Writing · Lakehouse internals

The encoder is the read lever, not the table format.

I went into this expecting to find a read-speed difference between Iceberg and DuckLake, because that's the comparison everyone reaches for when they pick a table format, and I'd seen Iceberg come back slower in my own earlier runs. What I found instead is that the table format was never the thing I was measuring. The lever on read speed is the Parquet writer that produced the files, and once I took the writer out of the comparison by registering the byte-identical bytes into both catalogs, the two formats read the same.

What I thought I was measuring

Is Iceberg slower to read than DuckLake?

The two table formats sit at different points on the spectrum, and the way you usually decide between them is by reputation: Iceberg is the heavier specification with the broad catalog ecosystem and the manifest-based metadata layer, while DuckLake keeps its table metadata in a SQL database and aims to be the lighter, lower-ceremony option. When someone asks me which one reads security telemetry faster, the honest starting position is that I didn't know, so I set up a scale ladder to find out, generating synthetic network-connection events and querying them through DuckDB against an Iceberg table and against a DuckLake table at one million, ten million, a hundred million, and a billion rows.

On the first pass Iceberg looked slower, and not by a trivial amount. Across the query set it came back somewhere between about 1.1 times and 1.55 times slower than DuckLake on the same logical data, which is the kind of gap that would feel decisive if you stopped there and wrote it up. If I'd published that table it would have read as a clean format-versus-format result, with DuckLake winning the read path, and a practitioner deciding between the two on read latency would have taken Iceberg off the shortlist on the strength of it. The number was real in the sense that the clock genuinely measured it. It just wasn't measuring what the headline would have said it was measuring.

What stopped me from writing it up that way is that the two setups weren't reading the same files. Each format had written its own Parquet through its own path, so when I compared read latencies I was comparing two different sets of bytes that happened to encode the same rows, and any difference between them could just as easily live in the bytes as in the format's read machinery. Before I could say anything about the formats I had to make the files identical, which turned out to be the whole story.

Where the gap actually lived

Iceberg defaulted to ZSTD, DuckLake to Snappy.

The first confound was the easy one to name once I looked. The two paths weren't even compressing the data the same way, because pyiceberg's write path defaulted the files to ZSTD while the DuckLake path wrote Snappy, and ZSTD trades decompression work for smaller files in a way that shows up directly on a scan-heavy read. So a chunk of the apparent Iceberg slowness was a codec default sitting underneath the format, not a property of the format itself, and the moment you say "I measured Iceberg against DuckLake" while one is on ZSTD and the other is on Snappy, you've already mislabeled the result. The format names were on the axis, but the codec was doing the work.
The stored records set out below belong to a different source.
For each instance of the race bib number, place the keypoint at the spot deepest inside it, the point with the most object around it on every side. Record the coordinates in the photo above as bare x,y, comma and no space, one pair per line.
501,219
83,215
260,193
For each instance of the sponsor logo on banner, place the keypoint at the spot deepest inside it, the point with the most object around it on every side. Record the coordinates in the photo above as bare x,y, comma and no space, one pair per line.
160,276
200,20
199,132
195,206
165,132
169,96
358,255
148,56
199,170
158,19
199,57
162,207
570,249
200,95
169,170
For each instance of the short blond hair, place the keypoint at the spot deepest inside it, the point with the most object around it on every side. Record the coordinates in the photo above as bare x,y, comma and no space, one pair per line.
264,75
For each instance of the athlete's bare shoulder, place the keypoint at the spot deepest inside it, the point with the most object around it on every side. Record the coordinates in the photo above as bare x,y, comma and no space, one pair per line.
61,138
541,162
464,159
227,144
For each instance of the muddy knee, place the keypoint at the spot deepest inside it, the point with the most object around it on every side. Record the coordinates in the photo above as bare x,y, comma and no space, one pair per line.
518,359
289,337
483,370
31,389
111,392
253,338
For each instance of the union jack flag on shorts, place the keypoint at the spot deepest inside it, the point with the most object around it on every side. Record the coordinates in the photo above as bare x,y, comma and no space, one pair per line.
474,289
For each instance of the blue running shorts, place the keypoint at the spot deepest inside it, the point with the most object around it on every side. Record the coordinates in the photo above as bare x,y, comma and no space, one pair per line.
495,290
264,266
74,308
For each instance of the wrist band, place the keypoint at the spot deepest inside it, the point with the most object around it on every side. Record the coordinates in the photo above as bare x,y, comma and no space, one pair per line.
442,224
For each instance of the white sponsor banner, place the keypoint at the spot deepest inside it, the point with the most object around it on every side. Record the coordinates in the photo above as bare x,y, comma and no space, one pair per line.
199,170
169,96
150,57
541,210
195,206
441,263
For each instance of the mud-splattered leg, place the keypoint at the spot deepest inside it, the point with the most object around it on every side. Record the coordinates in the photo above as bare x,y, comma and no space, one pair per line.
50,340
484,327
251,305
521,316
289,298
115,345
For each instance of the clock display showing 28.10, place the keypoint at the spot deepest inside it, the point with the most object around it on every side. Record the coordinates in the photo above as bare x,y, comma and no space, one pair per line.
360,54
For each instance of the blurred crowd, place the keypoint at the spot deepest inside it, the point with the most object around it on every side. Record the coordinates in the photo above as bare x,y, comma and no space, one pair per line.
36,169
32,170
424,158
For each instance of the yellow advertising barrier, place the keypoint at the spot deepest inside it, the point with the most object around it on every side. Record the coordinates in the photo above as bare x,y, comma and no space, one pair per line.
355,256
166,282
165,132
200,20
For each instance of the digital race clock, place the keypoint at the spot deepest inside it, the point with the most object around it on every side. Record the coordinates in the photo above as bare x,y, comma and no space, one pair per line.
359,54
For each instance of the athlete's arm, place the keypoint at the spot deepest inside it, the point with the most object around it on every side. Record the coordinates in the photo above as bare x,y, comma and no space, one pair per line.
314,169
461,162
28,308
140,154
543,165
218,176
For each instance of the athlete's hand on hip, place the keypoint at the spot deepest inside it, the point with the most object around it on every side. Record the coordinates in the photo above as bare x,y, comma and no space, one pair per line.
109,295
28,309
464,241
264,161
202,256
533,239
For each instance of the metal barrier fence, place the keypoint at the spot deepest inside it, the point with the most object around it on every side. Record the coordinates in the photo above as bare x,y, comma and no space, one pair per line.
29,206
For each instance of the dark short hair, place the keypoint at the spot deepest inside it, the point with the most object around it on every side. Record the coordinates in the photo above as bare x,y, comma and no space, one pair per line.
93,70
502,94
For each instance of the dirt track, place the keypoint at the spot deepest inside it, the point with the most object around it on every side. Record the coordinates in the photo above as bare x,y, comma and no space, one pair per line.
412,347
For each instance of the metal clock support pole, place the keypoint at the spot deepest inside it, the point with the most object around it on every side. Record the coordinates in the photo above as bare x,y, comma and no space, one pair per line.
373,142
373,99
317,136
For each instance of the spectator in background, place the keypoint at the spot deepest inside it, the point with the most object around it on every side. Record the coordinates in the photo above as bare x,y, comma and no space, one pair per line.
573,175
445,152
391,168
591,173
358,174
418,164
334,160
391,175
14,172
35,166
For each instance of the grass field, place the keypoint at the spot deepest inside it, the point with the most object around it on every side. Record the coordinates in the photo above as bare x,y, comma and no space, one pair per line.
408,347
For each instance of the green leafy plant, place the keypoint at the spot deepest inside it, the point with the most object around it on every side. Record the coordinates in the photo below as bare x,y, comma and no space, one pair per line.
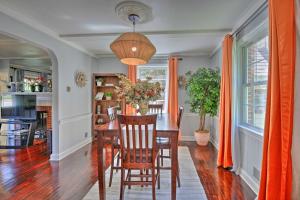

The fix that seems obvious is to set both writers to the same codec and call it controlled, and that's where the second and more stubborn confound surfaced. Matching the codec does not match the bytes, because the two Parquet writers disagree about everything below the codec. On the identical input data, with the codec held equal, PyArrow's writer produced a file of about 193 MB where DuckDB's writer produced about 114 MB for the same rows, which is a roughly 1.7-times difference in size that has nothing to do with compression algorithm and everything to do with encoding decisions. The largest single contributor I could see is dictionary encoding on the high-cardinality columns, where PyArrow makes different choices about when to dictionary-encode and when to fall back, and pyiceberg gives you no per-column control to override it, so you can't simply tell it to encode the way DuckDB does.

That second confound is the one I'd want a benchmark reader to internalize, because "same codec" feels like it should mean "same bytes" and it doesn't. Two correct Parquet writers, handed the identical rows and the identical compression codec, will still emit substantially different files, and a file that's 1.7 times larger has more to read off disk, more to decompress, and a different layout for the scanner to walk. If that difference is allowed to ride along inside a comparison labeled Iceberg-versus-DuckLake, then the comparison is measuring the writers and reporting on the formats, which is exactly the kind of mislabeled result that makes published read benchmarks untrustworthy.

The only honest comparison

Write the files once, register the same bytes into both.

If the writer is the confound, then the way to measure the formats is to remove the writer from the comparison entirely, and both of these catalogs let you do exactly that because both can adopt existing Parquet files rather than insisting on writing their own. So I wrote one canonical set of Parquet files a single time, then registered those same files into an Iceberg catalog with pyiceberg's add_files and into a DuckLake catalog with ducklake_add_data_files, and read both through DuckDB. The point of the design is that there is now exactly one set of bytes on disk and the two catalogs are pointing at it, so anything that differs between the two reads has to come from the format's metadata and read path rather than from the data, because the data is literally the same data.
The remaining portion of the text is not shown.